Unglaublich aber wahr !!!

Den hausärztlichen Bereitschaftdienst konnte ich gerade noch fußläufig erreichen. Die dort diensthabende Ärztin (geschätztes Alter ca. 70 Jahre) macht das sicher nur nebenbei, um entweder ihre Rente ein wenig aufzubessern bzw. um überhaupt mit sicherzustellen, dass der Dienst am Laufen bleiben kann. Die Kommunikation musste ab jetzt meine Frau übernehmen, da ich aufgrund der mittlerweile sehr starken Schmerzen nicht mehr in der Lage war zu sprechen. Der Ärztin war aber ziemlich schnell klar, dass sie mir nicht helfen kann und ich stationär behandelt werden muss - vor allem bei dem Vorbefund. Man wollte mir ein Schmerzmittel injizieren und die Krankenhäuser abtelefonieren, wer mich aufnehmen kann. Eilig herbeigerufene Pfleger und auch die Ärztin haben es zu dritt nicht geschafft, mir einen Zugang zu legen. Zwischenzeitlich kam vom Bundeswehrzentralkrankenhaus Koblenz die telefonische Zusage zur stationären Aufnahme. Ich sollte mit Rettungswagen und Notarztbegleitung nach Koblenz gebracht werden. Aus Koblenz kam auch direkt der Hinweis, dass -wenn sich die Diagnose bestätigen sollte- direkt Morphin gespritzt werden muss, um die Fahrtdauer zu überbrücken (immerhin normalerweise ca. 45 min). Nur hatte ich immer noch keinen Zugang. Letztendlich konnte mir der Notfallsänitäter vom Rettungswagen einen Zugang legen, er hatte auch Morphin im Auto, im Krankenhaus gab es das nicht. Das letzte, was ich da noch selber gehört habe war, dass eine Schwester keinen Blutdruck mehr bei mir feststellen konnte...

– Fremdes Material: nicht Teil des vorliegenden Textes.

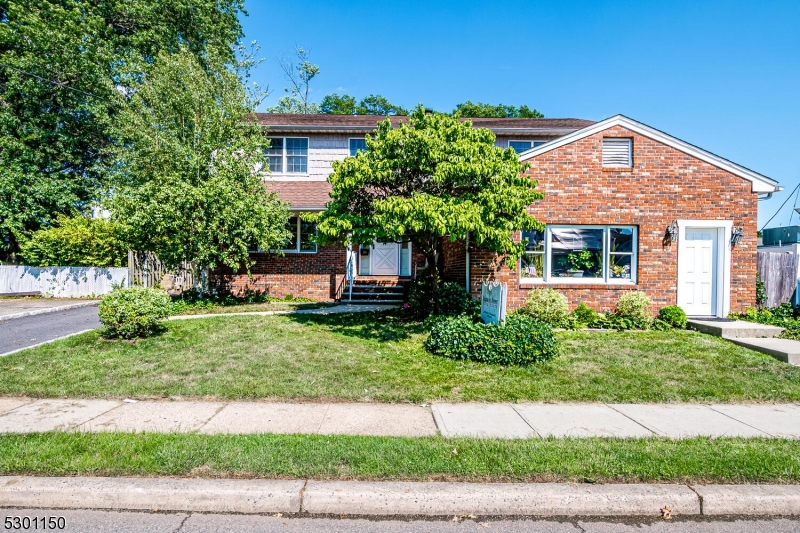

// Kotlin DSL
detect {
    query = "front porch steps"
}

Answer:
[689,318,800,366]
[342,280,406,304]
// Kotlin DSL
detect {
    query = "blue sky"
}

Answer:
[242,0,800,227]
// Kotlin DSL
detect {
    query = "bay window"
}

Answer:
[520,225,637,284]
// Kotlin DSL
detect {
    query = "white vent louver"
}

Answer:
[603,138,632,167]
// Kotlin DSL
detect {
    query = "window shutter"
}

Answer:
[603,137,632,167]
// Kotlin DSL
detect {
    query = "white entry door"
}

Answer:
[370,242,400,276]
[678,228,719,316]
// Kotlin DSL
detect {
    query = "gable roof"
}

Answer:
[256,113,594,135]
[519,115,780,193]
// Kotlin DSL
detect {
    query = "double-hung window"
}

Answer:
[508,141,545,153]
[265,137,308,174]
[281,216,317,254]
[520,225,638,284]
[350,139,367,157]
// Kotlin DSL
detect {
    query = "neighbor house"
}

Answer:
[212,114,778,317]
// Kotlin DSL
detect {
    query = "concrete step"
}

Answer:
[689,318,783,340]
[728,337,800,366]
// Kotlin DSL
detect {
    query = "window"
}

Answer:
[350,139,367,157]
[265,137,308,174]
[520,226,637,283]
[603,137,633,168]
[508,141,546,153]
[281,217,317,253]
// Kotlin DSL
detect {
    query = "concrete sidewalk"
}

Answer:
[0,398,800,439]
[0,476,800,517]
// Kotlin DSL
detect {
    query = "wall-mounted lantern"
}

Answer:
[664,220,678,244]
[731,226,744,246]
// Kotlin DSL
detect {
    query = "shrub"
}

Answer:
[658,305,687,329]
[20,216,128,267]
[525,289,569,327]
[434,281,481,317]
[425,314,558,365]
[572,302,598,325]
[615,292,653,324]
[98,287,171,339]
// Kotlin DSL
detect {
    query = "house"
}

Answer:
[218,114,779,317]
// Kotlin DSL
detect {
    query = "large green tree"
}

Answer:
[452,100,544,118]
[111,51,289,269]
[317,106,543,287]
[0,0,243,257]
[319,94,408,116]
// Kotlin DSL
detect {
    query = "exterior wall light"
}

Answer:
[731,226,744,245]
[664,220,678,244]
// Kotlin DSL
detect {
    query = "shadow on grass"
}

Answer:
[287,309,425,342]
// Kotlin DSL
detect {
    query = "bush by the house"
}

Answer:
[425,313,558,365]
[658,305,687,329]
[614,292,652,324]
[524,289,570,327]
[98,287,171,339]
[572,302,598,325]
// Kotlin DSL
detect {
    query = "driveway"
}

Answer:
[0,306,101,356]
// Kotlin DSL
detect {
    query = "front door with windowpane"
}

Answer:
[678,228,718,316]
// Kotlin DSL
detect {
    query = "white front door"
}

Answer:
[678,228,719,316]
[370,242,400,276]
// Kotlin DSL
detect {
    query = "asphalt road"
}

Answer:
[0,306,101,356]
[0,509,800,533]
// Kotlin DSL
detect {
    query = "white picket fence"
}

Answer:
[0,265,130,298]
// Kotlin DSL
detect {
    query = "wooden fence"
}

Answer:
[128,250,197,293]
[758,252,800,307]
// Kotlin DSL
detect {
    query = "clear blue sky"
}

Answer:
[242,0,800,227]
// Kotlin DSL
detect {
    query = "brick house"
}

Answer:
[217,114,779,317]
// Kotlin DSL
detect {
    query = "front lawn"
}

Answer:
[0,432,800,483]
[0,312,800,403]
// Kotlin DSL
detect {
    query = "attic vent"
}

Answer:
[603,137,633,167]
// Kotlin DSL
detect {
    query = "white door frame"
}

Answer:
[676,220,733,318]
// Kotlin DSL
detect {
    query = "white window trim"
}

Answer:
[347,137,364,157]
[281,211,319,254]
[675,220,733,318]
[519,224,639,285]
[264,136,310,177]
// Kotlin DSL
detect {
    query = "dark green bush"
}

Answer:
[572,302,597,324]
[658,305,687,329]
[425,313,558,365]
[98,287,171,339]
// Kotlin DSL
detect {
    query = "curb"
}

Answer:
[0,300,100,322]
[0,476,800,517]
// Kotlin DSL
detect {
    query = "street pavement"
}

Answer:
[0,509,800,533]
[0,306,101,356]
[0,396,800,439]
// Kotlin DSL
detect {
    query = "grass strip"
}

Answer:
[0,433,800,483]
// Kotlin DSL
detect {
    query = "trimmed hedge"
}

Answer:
[98,287,172,339]
[425,313,558,365]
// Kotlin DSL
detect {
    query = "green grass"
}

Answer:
[0,313,800,402]
[0,433,800,483]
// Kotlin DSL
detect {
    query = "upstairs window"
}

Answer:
[265,137,308,174]
[508,141,545,153]
[350,139,367,157]
[603,137,633,168]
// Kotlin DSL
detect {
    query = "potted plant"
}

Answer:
[567,248,594,278]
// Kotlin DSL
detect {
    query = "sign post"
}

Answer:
[481,281,508,324]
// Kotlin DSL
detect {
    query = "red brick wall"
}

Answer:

Irgendwann lag ich dann im Rettungswagen. Mit Blaulicht und (wie mir der Fahrer hinterher erzählt hat) 160 km/h über die Autobahn sind wir dann irgendwann im Bundeswehrzentralkrankenhaus Koblenz angekommen. Aufgrund der telefonischen Ankündigung wurde ich bereits erwartet. Die Schmerzen waren durch die Medikamente mittlerweile besser geworden. Es wurden sofort erste Untersuchungen eingeleitet und schon sehr bald war klar, dass die Beschwerden nicht von der Bauchspeicheldrüse kommen, da der Lipase-Wert unauffällig war.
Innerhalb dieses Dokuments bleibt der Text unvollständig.